In 2016, the proportion of practicing physicians in the U.S. was 68% specialists and 32% primary-care physicians, according to the Association of American Medical Colleges.
The association estimates that there will be a primary-care shortage of 14,800 to 49,300 doctors by 2030, according to its March report. That's up from its projected shortfall of 7,300 to 43,100 from last year.
The U.S. medical education system has produced an increasingly specialized physician workforce given the difference in earnings potential and the burden of student debt.
Congress tried to fix that imbalance by adjusting the subsidies Medicare pays for graduate medical education. It placed a two-year freeze in the per-resident subsidy for non-primary-care students and weighted direct graduate medical education, or GME, payments to favor primary-care residents. Yet, these changes didn't have a substantial impact, according to the white paper.
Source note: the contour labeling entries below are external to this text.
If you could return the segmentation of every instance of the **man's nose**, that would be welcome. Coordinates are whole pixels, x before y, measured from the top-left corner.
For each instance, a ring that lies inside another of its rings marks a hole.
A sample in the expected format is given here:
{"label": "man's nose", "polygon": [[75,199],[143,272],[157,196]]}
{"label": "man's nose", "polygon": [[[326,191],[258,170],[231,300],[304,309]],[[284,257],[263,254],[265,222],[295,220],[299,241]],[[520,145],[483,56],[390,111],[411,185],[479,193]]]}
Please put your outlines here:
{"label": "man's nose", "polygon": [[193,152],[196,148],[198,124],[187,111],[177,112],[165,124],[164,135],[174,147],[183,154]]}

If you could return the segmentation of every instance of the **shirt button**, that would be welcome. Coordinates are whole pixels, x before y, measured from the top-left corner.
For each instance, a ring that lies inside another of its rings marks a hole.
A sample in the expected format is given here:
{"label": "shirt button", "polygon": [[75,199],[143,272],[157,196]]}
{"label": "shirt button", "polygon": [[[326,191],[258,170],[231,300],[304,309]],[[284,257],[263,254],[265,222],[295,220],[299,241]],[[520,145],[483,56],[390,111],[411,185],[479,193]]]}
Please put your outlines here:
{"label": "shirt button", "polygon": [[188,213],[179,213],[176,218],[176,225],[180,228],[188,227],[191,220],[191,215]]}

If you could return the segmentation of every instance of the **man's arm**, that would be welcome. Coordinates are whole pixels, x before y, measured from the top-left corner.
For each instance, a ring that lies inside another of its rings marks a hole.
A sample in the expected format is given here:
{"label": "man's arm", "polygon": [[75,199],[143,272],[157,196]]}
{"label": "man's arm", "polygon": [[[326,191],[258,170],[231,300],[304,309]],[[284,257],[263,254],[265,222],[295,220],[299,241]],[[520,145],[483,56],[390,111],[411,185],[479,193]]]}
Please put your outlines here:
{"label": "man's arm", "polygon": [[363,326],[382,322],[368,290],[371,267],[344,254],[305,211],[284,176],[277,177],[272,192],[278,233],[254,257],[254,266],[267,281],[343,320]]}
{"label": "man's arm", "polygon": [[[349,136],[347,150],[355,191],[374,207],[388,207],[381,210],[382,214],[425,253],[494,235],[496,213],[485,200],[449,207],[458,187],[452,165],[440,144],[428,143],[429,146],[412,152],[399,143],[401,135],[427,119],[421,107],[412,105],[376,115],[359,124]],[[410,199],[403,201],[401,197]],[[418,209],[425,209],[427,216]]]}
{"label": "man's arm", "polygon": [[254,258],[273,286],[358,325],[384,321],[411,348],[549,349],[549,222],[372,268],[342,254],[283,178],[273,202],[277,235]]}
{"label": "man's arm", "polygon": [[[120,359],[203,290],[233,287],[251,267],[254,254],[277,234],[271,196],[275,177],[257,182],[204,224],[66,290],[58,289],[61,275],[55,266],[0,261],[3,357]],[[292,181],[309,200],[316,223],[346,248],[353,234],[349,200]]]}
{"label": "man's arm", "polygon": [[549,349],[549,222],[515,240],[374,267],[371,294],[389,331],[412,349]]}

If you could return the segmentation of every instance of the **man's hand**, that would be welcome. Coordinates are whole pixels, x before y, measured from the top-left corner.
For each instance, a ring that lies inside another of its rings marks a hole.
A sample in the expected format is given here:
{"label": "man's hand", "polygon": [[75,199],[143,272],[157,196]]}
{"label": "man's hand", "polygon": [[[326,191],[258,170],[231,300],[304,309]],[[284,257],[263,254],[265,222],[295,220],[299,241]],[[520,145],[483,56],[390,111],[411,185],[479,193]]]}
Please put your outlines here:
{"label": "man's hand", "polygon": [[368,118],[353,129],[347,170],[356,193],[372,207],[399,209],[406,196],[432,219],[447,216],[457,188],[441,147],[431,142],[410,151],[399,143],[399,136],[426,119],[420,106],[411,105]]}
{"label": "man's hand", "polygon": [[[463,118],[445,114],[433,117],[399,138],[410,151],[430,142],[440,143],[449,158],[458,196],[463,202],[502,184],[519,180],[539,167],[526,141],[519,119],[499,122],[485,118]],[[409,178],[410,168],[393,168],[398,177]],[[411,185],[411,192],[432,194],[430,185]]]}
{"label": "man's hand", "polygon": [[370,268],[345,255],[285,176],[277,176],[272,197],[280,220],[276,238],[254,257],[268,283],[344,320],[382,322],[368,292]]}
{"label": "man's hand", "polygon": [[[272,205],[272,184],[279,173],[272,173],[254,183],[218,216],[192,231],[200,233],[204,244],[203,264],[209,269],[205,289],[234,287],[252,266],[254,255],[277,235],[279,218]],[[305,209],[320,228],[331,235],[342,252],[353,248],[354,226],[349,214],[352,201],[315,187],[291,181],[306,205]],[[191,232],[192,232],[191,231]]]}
Overall, Medicare's GME subsidies have relatively little effect on the skewed specialty mix, researchers found.
Just focusing on the supply side, such as forcing teaching hospitals to increase primary-care residencies in order to maintain their GME subsidies, wouldn't result in more primary-care doctors in practice, according to the paper. That policy would be dwarfed by other incentives.
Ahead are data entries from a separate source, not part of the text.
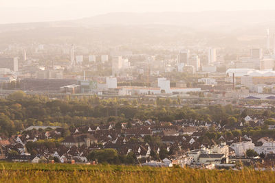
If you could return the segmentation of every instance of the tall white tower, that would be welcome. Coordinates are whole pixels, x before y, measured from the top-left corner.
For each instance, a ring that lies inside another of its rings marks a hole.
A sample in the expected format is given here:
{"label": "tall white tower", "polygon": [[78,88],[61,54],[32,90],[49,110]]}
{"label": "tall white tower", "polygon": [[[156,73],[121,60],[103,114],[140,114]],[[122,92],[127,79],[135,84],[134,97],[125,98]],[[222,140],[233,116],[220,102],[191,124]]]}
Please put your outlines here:
{"label": "tall white tower", "polygon": [[72,45],[71,47],[71,65],[76,65],[76,62],[74,62],[74,45]]}
{"label": "tall white tower", "polygon": [[210,48],[208,49],[208,64],[216,62],[216,49]]}
{"label": "tall white tower", "polygon": [[267,29],[267,49],[270,51],[270,29]]}
{"label": "tall white tower", "polygon": [[25,49],[24,49],[23,52],[23,60],[24,61],[27,60],[27,53],[25,51]]}
{"label": "tall white tower", "polygon": [[273,55],[275,55],[275,33],[273,35]]}

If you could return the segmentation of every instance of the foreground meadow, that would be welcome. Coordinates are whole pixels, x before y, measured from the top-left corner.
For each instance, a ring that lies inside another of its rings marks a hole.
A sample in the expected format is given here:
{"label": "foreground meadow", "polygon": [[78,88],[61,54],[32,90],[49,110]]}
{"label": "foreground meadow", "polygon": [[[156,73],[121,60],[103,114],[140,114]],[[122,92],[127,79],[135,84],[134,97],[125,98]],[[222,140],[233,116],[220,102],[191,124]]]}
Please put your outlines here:
{"label": "foreground meadow", "polygon": [[0,182],[275,182],[275,173],[0,162]]}

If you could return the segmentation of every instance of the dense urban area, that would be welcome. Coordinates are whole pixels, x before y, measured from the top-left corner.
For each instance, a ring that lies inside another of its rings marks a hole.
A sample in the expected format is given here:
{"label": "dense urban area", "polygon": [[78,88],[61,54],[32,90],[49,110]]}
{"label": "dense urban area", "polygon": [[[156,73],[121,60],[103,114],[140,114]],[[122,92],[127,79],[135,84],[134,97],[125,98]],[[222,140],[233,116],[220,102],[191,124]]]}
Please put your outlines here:
{"label": "dense urban area", "polygon": [[0,26],[1,160],[274,165],[274,29],[63,26]]}

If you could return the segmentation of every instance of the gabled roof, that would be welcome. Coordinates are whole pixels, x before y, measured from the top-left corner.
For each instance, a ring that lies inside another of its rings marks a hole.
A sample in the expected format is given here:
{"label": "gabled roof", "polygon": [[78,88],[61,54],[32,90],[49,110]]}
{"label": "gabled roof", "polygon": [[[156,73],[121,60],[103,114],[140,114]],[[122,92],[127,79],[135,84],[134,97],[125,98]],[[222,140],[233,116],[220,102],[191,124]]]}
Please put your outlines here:
{"label": "gabled roof", "polygon": [[224,154],[201,154],[199,156],[199,158],[221,158],[224,156]]}

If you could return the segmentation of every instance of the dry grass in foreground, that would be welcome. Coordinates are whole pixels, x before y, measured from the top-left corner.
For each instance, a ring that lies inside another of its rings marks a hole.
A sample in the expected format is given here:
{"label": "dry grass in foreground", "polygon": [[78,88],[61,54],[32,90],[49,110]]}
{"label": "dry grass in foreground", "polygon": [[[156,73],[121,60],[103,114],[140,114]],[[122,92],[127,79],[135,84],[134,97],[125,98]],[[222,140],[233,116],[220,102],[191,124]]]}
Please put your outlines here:
{"label": "dry grass in foreground", "polygon": [[275,173],[2,162],[0,182],[275,182]]}

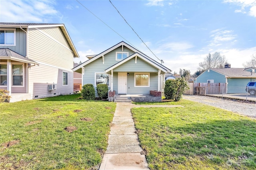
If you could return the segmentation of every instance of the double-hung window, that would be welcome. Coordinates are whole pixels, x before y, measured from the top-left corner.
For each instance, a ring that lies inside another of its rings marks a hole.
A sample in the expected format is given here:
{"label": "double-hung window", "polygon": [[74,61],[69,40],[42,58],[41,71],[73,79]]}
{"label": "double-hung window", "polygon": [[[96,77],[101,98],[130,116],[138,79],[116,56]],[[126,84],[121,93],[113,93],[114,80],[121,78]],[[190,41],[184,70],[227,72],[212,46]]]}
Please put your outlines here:
{"label": "double-hung window", "polygon": [[62,85],[68,85],[68,72],[62,72]]}
{"label": "double-hung window", "polygon": [[12,86],[23,86],[23,64],[12,64]]}
{"label": "double-hung window", "polygon": [[0,45],[15,45],[15,28],[0,29]]}
{"label": "double-hung window", "polygon": [[0,86],[7,85],[7,65],[0,64]]}
{"label": "double-hung window", "polygon": [[116,60],[117,61],[122,60],[127,58],[129,55],[128,52],[116,52]]}
{"label": "double-hung window", "polygon": [[149,87],[149,73],[135,73],[135,87]]}

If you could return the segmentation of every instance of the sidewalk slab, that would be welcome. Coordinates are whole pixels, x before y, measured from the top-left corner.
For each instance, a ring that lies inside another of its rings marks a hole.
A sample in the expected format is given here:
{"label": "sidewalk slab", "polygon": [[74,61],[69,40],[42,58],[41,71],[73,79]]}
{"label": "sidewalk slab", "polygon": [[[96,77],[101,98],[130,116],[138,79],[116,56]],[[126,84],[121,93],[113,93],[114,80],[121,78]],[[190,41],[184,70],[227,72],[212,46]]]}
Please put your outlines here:
{"label": "sidewalk slab", "polygon": [[104,154],[100,170],[146,170],[148,168],[145,155],[139,153]]}

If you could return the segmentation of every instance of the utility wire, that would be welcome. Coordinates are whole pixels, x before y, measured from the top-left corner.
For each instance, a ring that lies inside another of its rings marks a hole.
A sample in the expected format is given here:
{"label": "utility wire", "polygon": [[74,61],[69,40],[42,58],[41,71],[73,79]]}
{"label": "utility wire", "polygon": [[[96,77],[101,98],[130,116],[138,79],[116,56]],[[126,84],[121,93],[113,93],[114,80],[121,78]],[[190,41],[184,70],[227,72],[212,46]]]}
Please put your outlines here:
{"label": "utility wire", "polygon": [[153,54],[155,56],[155,57],[156,57],[156,58],[157,59],[158,59],[158,60],[159,60],[160,61],[161,61],[161,64],[162,62],[163,62],[163,61],[162,61],[162,60],[160,60],[159,59],[158,59],[158,58],[156,57],[156,55],[155,55],[155,54],[154,53],[153,53],[153,52],[151,51],[151,50],[148,47],[148,46],[146,45],[146,43],[144,42],[144,41],[143,41],[143,40],[142,40],[142,39],[141,38],[140,38],[140,36],[139,36],[138,35],[138,34],[137,33],[134,31],[134,30],[133,29],[133,28],[132,28],[132,26],[131,25],[130,25],[128,23],[128,22],[126,21],[126,20],[125,20],[125,19],[124,19],[124,17],[120,13],[120,12],[119,12],[119,11],[116,8],[116,7],[114,5],[114,4],[112,4],[112,2],[111,2],[111,1],[110,1],[110,0],[109,0],[109,2],[110,2],[110,3],[111,3],[111,4],[112,4],[112,5],[113,6],[114,6],[114,7],[116,9],[116,10],[117,11],[117,12],[118,12],[118,13],[120,15],[120,16],[121,16],[123,18],[123,19],[124,20],[124,21],[125,21],[125,22],[127,24],[128,24],[128,25],[130,26],[130,27],[131,27],[131,28],[132,29],[132,31],[133,31],[136,34],[136,35],[137,35],[137,36],[138,36],[138,37],[139,37],[139,38],[140,39],[140,40],[141,40],[142,41],[142,43],[143,43],[145,45],[146,45],[146,46],[148,48],[148,49],[151,52],[151,53],[152,53],[152,54]]}
{"label": "utility wire", "polygon": [[113,29],[112,29],[112,28],[111,28],[109,26],[108,26],[108,24],[107,24],[106,23],[105,23],[103,21],[102,21],[102,20],[101,20],[100,19],[100,18],[98,18],[98,17],[97,17],[95,14],[93,14],[92,13],[92,12],[91,12],[91,11],[90,11],[90,10],[89,10],[89,9],[88,8],[87,8],[84,5],[83,5],[82,4],[81,4],[78,0],[76,0],[76,1],[77,1],[77,2],[78,3],[79,3],[79,4],[81,4],[81,5],[82,5],[82,6],[83,6],[84,7],[84,8],[85,9],[86,9],[88,11],[89,11],[90,12],[92,15],[93,15],[95,17],[96,17],[97,18],[98,18],[98,19],[99,19],[100,21],[101,21],[102,22],[103,22],[105,25],[106,25],[109,28],[110,28],[110,29],[111,29],[112,30],[112,31],[114,31],[114,32],[115,32],[118,35],[119,35],[120,37],[122,37],[122,38],[123,38],[124,40],[125,40],[125,41],[127,41],[128,43],[130,43],[133,46],[135,47],[135,46],[134,46],[134,45],[132,45],[132,44],[131,43],[130,43],[130,42],[129,42],[128,41],[128,40],[127,40],[127,39],[126,39],[125,38],[124,38],[124,37],[123,37],[122,35],[121,35],[120,34],[119,34],[119,33],[117,33],[116,31],[115,31],[115,30],[114,30]]}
Loan subsidies should be paid directly to doctors in training rather than to teaching hospitals, researchers recommended. A loan forgiveness program should have some conditions related to a minimum number of years practicing in primary care, they said. Performance-based subsidies could also minimize cost and lure high-quality students to become primary-care doctors, who are essentially the quarterbacks of many new team-based payment models, according to the paper.
Primary-care visits have been steadily declining since 2009. Nurse practitioners and physician assistants have only partially offset that trend.
Redirecting Medicare's subsidy of the indirect cost of graduate medical education, which in part leads to higher inpatient costs when residents order extra tests, could also help.
Surgical cases tend to be more profitable than other cases, and the indirect medical education adjustments intended to boost primary-care doctors exacerbate this dynamic, according to the paper. A less expensive case like pneumonia might add about $30 to the reimbursement under the indirect medical education adjustment, while a more complicated case like a bypass surgery might add 10 times as much. Also, there are no add-on payments for care provided in the outpatient setting that's home to most of the primary-care work.
If the indirect medical education adjustments were halved, as MedPAC has recommended, it would free up more than $3 billion a year, according to the paper. Some of these funds could be deployed in a direct loan forgiveness program.
Ultimately, no changes will likely be successful without revamping the Medicare physician fee schedule, Ginsburg said.
"We want the restructuring of the fee schedule to be a long-term policy fix, but loan forgiveness aimed at primary care could really jump-start it," he said.